We write a helper function to do so, with those values as the defaults.
def pad_spect(spect, max_width=max_width, constant_values=min_val):
pad_width = max_width - spect.shape[1]
# pad with half the width needed on both sides
left_pad = pad_width // 2
right_pad = pad_width - left_pad
return np.pad(
spect, ((0, 0), (left_pad, right_pad)), mode='constant', constant_values=min_val,
)
And then apply it to all our arrays. We use the same “trick” of using the same variable name to point to a new list of arrays, that are the old ones with padding added.
all_spects = [
pad_spect(spect, max_width)
for spect in all_spects
]
Let’s make sure that worked.
all(
[spect.shape[1] == max_width for spect in all_spects]
)
And again we visualize a random sample just to double check things are working as expected.
import random
fig, ax_arr = plt.subplots(4, 6)
ax_arr = ax_arr.ravel()
for ax, spect in zip(ax_arr, random.sample(all_spects, len(all_spects))):
ax.pcolormesh(spect)
ax.set_axis_off()
Finally, we will turn each spectrogram into a single 1-dimensional vector. We do this because the UMAP algorithm considers data points to be vectors in some high-dimensional space. We could map our spectrograms to 1-dimensional vectors in some other way (such as a variational autoencoder), but for our purposes it is good enough to simply “flatten” the spectrogram matrix with numpy.
data = np.array([
spect.flatten() for spect in all_spects
])
Dimensionality reduction with UMAP#
At last we are ready to reduce the dimensionality of our data with UMAP. Using its scikit-learn-like API, we will make an instance of the umap.UMAP class, and then fit our data.
reducer = umap.UMAP(
n_components=2, min_dist=0.25, n_neighbors=15, verbose=True
)
We call umap.UMAP.fit_transform() so we get back our data embedded in the lower dimensional space.
embedding = reducer.fit_transform(data)
Now we can visualize this data.
plt.scatter(embedding[:, 0], embedding[:, 1])
Looks pretty well separated to me!
Clustering with HDBSCAN#
Last but not least, we cluster with the HDBSCAN algorithm.
clusterer = hdbscan.HDBSCAN(min_cluster_size=100, allow_single_cluster=True)
Notice here we fit the embedded data that we got back from UMAP.
clusterer.fit(embedding)
We plot using the “labels” to color the data points. The labels are the integer class representing the cluster that each data point has been assigned to.
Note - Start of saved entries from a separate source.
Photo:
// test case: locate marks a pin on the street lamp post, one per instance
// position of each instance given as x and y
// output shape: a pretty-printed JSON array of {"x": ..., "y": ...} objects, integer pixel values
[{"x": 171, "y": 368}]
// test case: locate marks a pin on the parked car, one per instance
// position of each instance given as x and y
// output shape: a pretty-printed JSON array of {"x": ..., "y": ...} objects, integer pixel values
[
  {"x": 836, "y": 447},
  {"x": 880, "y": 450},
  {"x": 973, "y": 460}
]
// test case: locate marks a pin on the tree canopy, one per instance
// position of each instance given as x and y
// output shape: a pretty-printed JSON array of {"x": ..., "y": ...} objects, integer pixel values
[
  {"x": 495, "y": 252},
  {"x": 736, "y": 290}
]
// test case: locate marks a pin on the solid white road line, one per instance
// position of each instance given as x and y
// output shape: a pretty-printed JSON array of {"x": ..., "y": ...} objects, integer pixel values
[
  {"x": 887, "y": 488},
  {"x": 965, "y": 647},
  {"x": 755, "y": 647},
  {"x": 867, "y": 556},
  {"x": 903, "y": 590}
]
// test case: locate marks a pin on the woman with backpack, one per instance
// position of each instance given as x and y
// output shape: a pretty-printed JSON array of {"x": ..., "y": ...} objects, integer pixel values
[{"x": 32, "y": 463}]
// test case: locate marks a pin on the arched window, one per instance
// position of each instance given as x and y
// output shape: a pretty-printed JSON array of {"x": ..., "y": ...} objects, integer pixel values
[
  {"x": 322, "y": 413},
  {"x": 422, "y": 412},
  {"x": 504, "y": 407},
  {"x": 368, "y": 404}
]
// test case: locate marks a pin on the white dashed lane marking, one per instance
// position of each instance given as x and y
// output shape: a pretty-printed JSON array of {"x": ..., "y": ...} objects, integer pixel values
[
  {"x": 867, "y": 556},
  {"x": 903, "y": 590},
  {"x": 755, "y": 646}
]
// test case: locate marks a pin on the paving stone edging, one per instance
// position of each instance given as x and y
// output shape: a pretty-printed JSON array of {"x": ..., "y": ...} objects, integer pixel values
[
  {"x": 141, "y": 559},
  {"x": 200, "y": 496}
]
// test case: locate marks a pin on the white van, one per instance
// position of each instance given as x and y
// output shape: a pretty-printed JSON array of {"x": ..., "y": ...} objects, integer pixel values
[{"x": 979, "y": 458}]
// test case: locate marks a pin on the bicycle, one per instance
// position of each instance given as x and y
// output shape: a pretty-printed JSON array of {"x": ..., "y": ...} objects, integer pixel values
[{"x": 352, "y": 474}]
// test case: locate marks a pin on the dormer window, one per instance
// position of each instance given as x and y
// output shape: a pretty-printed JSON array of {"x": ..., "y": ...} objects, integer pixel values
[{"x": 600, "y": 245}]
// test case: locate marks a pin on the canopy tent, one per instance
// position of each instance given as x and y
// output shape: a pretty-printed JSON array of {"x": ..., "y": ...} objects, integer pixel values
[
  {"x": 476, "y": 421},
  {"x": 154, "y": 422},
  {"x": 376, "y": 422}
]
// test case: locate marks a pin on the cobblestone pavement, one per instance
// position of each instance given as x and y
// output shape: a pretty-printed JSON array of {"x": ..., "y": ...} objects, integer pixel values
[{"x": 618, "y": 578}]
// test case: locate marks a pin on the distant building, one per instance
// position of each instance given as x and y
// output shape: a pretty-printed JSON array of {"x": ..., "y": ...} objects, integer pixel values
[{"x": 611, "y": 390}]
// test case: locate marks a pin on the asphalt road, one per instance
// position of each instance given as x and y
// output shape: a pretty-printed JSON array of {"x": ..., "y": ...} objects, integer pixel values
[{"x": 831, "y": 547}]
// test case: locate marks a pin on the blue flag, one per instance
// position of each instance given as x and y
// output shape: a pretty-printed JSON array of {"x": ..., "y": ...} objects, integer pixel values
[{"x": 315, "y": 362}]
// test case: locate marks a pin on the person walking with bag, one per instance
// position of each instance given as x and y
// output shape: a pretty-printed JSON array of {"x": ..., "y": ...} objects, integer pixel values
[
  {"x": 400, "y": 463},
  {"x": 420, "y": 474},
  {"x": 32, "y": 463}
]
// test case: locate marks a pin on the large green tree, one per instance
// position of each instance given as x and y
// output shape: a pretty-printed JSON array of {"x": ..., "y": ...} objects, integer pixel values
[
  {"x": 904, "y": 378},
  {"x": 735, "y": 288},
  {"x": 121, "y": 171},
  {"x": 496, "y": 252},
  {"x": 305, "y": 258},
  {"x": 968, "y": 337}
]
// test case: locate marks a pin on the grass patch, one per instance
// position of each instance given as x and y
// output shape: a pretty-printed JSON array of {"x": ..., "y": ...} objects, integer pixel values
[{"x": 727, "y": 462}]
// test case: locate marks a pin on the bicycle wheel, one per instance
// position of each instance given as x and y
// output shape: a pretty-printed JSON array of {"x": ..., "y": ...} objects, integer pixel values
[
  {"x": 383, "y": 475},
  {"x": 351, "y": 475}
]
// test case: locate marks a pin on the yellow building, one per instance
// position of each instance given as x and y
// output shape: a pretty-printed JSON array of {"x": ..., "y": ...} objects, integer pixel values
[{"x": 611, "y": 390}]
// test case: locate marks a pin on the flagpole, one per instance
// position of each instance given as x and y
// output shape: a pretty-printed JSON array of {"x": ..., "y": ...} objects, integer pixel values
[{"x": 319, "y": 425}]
The clusterer tracks these as a labels_ attribute for the data we fit it to.
y = clusterer.labels_
import matplotlib as mpl
cmap = mpl.colormaps['tab20'].resampled(np.unique(y).shape[0])
c = cmap.colors[y]
We visualize the data points colored by label, to see how well they segregate into distinct clusters.
plt.scatter(embedding[:, 0], embedding[:, 1], c=c);
By eye, it looks like they cluster quite well!
Of course, typically the quality of clustering is quantified with metrics such as the Silhoutte score.
Now you have seen the basic steps to using VocalPy to prepare your data for use with UMAP and HDBSCAN.
For more detail, we again encourage you to read the Thomas et al. paper referenced above and Sainburg et al. 2020’s work applying UMAP to a wide variety of animal vocalizations, as well as Sainburg McInnes and Gentner’s 2021 paper on parametric UMAP, and more recent work such as that described in this commentary from Kate Snyder and Nicole Creanza.